At today's exercise, however, the threatened SDS disruption failed to materialize, and the ceremony came off smoothly.

Elliott L. Richardson '41, secretary of Health, Education and Welfare in the Nixon Administration, and A. Philip Randolph, a civil rights leader and former head of the Brotherhood of Sleeping Car Porters, headed the list of honorary degree recipients at the 320th Harvard Commencement today.

The University awarded honorary degrees to ten men and two women in the ceremony in Tercentenary Theater. Included in the list were two political-literary figures - one black, one white - from Africa: Leopold Sedhar Senghor, President of Senegal and a widely know poet and essayist, and Alan Paton, South African novelist and outspoken opponent of the policy of apartheid in that country.

Helen Louise Gardner, Merton Professor of English Literature at Oxford University known for her studies of the Metaphysical poets, received the degree of Doctor of Letters, as did Paton and Senghor.

Randolph and Richardson were named Doctors of Laws, as were four men who have played roles in the governance of Harvard. They are: Dr. Dana L. Farnsworth, Oliver Professor of Hygiene and retiring Director of the University Health Services; Henry J. Friendly '23, Federal Judge and - like Richardson - a former member of Harvard's Board of Overseers; R. Keith Kane '22, a New York Attorney and, until last year, Senior Fellow of the Harvard Corporation, and John L. Loeb '24, a New York financier and another former member of the Board of Overseers.

Max Delbruck, professor of Biology at California Institute of Technology who is known for his pioneering work in molecular biology and genetics, received the degree of Doctor of Science. Kenzo Tange, a Japanese architect, was named Doctor of Arts.

And Verna Corinne Johnson - currently administrative assistant to Dean Dunlop, who has served in that capacity for seven deans or acting deans of the Faculty of Arts and Sciences - received the degree of Master of Arts.

Today's ceremony, at which 1066 Harvard and 270 Radcliffe seniors received their degrees, was the second joint Harvard-Radcliffe Commencement.

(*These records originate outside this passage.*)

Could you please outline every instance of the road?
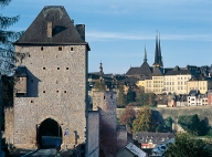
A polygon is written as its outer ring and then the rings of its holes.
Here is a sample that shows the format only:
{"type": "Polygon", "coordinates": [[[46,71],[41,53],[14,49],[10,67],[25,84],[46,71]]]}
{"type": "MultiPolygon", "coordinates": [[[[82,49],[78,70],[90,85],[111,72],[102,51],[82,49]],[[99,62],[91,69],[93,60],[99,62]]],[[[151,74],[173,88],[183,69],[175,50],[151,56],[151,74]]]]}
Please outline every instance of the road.
{"type": "MultiPolygon", "coordinates": [[[[26,156],[26,157],[55,157],[56,150],[55,148],[49,148],[49,149],[39,149],[35,153],[26,156]]],[[[61,156],[62,157],[70,157],[72,155],[71,150],[62,150],[61,156]]]]}
{"type": "Polygon", "coordinates": [[[35,153],[31,154],[29,157],[55,157],[55,148],[39,149],[35,153]]]}

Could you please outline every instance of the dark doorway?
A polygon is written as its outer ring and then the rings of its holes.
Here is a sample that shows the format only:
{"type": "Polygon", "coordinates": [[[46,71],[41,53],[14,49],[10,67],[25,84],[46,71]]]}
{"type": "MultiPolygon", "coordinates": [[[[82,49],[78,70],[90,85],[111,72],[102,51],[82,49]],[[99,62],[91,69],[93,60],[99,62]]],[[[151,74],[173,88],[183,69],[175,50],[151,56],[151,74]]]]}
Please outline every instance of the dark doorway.
{"type": "Polygon", "coordinates": [[[38,128],[38,144],[40,148],[55,148],[62,144],[62,135],[59,123],[47,118],[38,128]]]}

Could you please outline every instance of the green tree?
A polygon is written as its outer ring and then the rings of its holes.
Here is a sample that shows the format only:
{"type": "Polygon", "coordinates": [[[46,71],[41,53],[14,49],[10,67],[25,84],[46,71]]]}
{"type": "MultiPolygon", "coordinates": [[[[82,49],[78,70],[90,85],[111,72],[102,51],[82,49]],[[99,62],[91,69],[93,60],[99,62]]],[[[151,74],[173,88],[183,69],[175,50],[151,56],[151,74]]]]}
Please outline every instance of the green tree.
{"type": "Polygon", "coordinates": [[[209,119],[205,117],[204,119],[200,121],[198,128],[199,136],[208,135],[211,128],[209,125],[209,119]]]}
{"type": "Polygon", "coordinates": [[[127,132],[132,132],[132,122],[136,118],[136,111],[132,105],[127,105],[124,113],[120,116],[120,124],[125,124],[127,127],[127,132]]]}
{"type": "Polygon", "coordinates": [[[95,82],[94,88],[97,91],[106,91],[106,84],[103,78],[99,78],[98,81],[95,82]]]}
{"type": "MultiPolygon", "coordinates": [[[[11,2],[11,0],[1,0],[0,1],[0,8],[3,9],[6,6],[8,6],[11,2]]],[[[19,21],[19,15],[17,17],[3,17],[0,14],[0,119],[2,116],[2,76],[9,75],[11,76],[13,74],[12,67],[14,67],[14,49],[13,49],[13,41],[19,39],[22,34],[22,32],[14,32],[14,31],[8,31],[7,29],[19,21]]],[[[11,83],[10,80],[6,83],[11,83]]],[[[13,84],[13,82],[12,82],[13,84]]],[[[0,121],[0,126],[1,121],[0,121]]],[[[0,150],[1,150],[1,130],[0,130],[0,150]]]]}
{"type": "Polygon", "coordinates": [[[126,95],[125,95],[123,82],[120,82],[118,85],[117,105],[118,105],[118,107],[123,107],[126,105],[126,95]]]}
{"type": "Polygon", "coordinates": [[[174,144],[170,144],[165,157],[212,157],[209,142],[189,134],[177,134],[174,144]]]}
{"type": "Polygon", "coordinates": [[[156,132],[159,133],[172,132],[172,118],[168,117],[163,121],[163,123],[159,123],[158,126],[156,127],[156,132]]]}
{"type": "Polygon", "coordinates": [[[155,132],[157,121],[148,106],[141,106],[137,113],[137,117],[132,123],[132,130],[136,132],[155,132]]]}

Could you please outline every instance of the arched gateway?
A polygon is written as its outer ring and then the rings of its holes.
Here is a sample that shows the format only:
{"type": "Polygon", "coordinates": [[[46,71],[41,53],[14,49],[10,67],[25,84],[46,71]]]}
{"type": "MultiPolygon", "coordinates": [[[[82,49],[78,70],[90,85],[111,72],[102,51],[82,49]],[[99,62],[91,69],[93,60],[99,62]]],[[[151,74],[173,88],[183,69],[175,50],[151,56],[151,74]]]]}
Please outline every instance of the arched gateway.
{"type": "Polygon", "coordinates": [[[89,51],[85,25],[74,24],[64,7],[44,7],[14,45],[24,57],[17,60],[13,133],[7,138],[17,148],[44,146],[43,136],[65,137],[62,147],[84,145],[89,51]]]}
{"type": "Polygon", "coordinates": [[[55,148],[63,143],[62,128],[54,119],[46,118],[36,129],[36,143],[40,148],[55,148]]]}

Hundreds of Radcliffe women and Harvard men participated in a peaceful protest asking the University to change its admissions policy to allow enrollment of equal numbers of men and women (See story at right).

Richardson served as Undersecretary of State in the Nixon administration until mid-1970, when he was named head of HEW. He replaced in that post Robert Finch, a close friend of Nixon who moved to the White House to become an adviser to the President. He was frequently mentioned during the fall as a possible candidate for the Harvard Presidency, but some observers felt that his close identification with the Nixon Administration would make him unpalatable to students; also, he lacked the "primary academic commitment" which the Corporation had announced early in the search as a vital criterion for the selection.